La redazione del volume degli "Atti" è affidata al Segretario che vi provvede in accordo con il Consiglio Direttivo.

Art. 36
E' compito della presidenza della Società di stabilire la tipografia o la Casa editrice a cui affidare le pubblicazioni della Società e di fissarne il prezzo.

Art. 37
Gli "Atti" sono distribuiti a ciascun Socio o gratuitamente o ad un prezzo inferiore di almeno il 30 per cento a quello di copertina, secondo le condizioni economiche dell'Ente.
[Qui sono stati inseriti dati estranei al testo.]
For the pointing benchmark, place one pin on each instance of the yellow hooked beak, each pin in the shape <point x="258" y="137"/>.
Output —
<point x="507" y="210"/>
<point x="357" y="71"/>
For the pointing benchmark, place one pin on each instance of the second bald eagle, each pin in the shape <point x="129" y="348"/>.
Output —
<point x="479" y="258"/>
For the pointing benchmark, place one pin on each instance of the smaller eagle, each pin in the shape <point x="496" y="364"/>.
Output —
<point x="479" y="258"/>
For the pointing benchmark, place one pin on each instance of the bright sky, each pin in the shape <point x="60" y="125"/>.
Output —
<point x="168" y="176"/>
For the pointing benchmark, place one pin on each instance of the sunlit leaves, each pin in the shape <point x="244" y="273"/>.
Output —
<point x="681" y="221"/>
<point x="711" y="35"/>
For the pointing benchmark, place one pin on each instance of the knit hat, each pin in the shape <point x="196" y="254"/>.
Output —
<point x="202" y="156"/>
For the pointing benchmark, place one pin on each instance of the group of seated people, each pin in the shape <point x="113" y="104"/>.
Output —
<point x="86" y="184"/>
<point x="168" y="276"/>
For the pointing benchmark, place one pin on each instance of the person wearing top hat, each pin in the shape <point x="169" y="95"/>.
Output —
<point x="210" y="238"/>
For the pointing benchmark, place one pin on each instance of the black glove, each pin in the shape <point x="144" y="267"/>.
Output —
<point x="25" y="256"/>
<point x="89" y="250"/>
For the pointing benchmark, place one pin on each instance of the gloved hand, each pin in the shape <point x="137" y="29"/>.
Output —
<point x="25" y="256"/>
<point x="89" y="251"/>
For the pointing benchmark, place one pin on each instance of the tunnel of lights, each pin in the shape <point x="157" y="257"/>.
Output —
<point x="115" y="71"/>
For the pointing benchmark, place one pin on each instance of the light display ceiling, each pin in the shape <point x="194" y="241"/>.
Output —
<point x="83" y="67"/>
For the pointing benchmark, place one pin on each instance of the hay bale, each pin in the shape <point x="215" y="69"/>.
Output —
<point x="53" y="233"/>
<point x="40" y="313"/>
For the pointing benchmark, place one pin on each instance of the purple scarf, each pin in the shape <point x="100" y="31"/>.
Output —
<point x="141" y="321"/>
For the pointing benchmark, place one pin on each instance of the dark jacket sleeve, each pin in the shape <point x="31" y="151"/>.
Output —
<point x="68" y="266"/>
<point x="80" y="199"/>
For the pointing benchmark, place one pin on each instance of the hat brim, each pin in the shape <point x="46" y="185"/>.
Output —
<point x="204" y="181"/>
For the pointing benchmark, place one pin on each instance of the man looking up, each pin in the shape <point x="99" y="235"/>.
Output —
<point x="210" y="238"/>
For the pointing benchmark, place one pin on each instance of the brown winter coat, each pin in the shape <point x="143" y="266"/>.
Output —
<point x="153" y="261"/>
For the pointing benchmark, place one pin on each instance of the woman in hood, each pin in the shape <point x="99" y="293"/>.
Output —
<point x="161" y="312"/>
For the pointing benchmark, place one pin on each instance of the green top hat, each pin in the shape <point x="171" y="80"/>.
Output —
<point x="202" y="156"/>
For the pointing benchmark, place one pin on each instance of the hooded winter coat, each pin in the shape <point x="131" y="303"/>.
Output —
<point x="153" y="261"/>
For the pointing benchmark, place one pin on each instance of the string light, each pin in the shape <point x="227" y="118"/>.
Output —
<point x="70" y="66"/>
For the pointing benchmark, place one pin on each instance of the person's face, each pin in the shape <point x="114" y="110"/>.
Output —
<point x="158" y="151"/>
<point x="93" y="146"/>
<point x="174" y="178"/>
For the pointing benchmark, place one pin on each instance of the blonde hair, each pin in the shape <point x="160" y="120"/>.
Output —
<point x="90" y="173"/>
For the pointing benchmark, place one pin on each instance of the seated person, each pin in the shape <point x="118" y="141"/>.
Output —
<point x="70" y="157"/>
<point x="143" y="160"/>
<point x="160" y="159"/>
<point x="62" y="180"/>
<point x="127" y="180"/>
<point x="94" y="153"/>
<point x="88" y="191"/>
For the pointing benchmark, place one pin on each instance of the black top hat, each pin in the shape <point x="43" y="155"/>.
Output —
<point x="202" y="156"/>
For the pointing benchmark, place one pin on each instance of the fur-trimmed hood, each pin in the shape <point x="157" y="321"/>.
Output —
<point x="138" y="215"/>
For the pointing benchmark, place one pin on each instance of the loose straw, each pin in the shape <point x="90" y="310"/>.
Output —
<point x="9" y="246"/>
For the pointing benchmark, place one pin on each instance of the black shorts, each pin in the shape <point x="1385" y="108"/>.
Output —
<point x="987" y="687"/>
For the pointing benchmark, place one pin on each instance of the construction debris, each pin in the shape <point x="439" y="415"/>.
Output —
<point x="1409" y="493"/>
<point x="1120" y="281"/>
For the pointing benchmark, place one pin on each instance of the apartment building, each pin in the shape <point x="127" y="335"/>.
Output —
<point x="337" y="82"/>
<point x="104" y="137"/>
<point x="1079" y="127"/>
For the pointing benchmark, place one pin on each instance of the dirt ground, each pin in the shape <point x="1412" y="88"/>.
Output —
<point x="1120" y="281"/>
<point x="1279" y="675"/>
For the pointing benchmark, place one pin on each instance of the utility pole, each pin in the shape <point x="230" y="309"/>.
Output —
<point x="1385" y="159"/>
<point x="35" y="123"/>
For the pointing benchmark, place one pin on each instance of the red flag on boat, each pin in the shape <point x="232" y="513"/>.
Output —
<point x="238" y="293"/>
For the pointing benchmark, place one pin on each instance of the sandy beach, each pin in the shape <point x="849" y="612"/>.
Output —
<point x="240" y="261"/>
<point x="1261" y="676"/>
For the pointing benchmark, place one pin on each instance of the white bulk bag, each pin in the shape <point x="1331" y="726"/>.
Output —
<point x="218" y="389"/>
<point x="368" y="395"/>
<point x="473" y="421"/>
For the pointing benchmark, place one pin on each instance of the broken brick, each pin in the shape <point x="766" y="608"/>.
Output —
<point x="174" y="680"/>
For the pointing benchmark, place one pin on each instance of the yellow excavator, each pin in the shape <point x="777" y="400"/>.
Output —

La Presidenza ha la facoltà di distribuire copie gratuite degli "Atti" specialmente all'estero e di fare il cambio con altre pubblicazioni periodiche.
 
TITOLO VI
-- Delle quote sociali --
 
Art. 38
Le quote sociali vengono fissate anno per anno dall'Assemblea generale dei Soci sentito il parere della Presidenza dell Società.
 
TITOLO VII
-- Disposizioni generali --
 
Art. 39
Ogni proposta di modificazione del presente Regolamento, suggerita dall'Ufficio di Presidenza o dai Soci, deve essere nota almeno un mese prima della data dell'Assemblea generale dei Soci in cui la proposta sarà discussa. Per l'approvazione occorre il voto favorevole di almeno i due terzi dei votanti.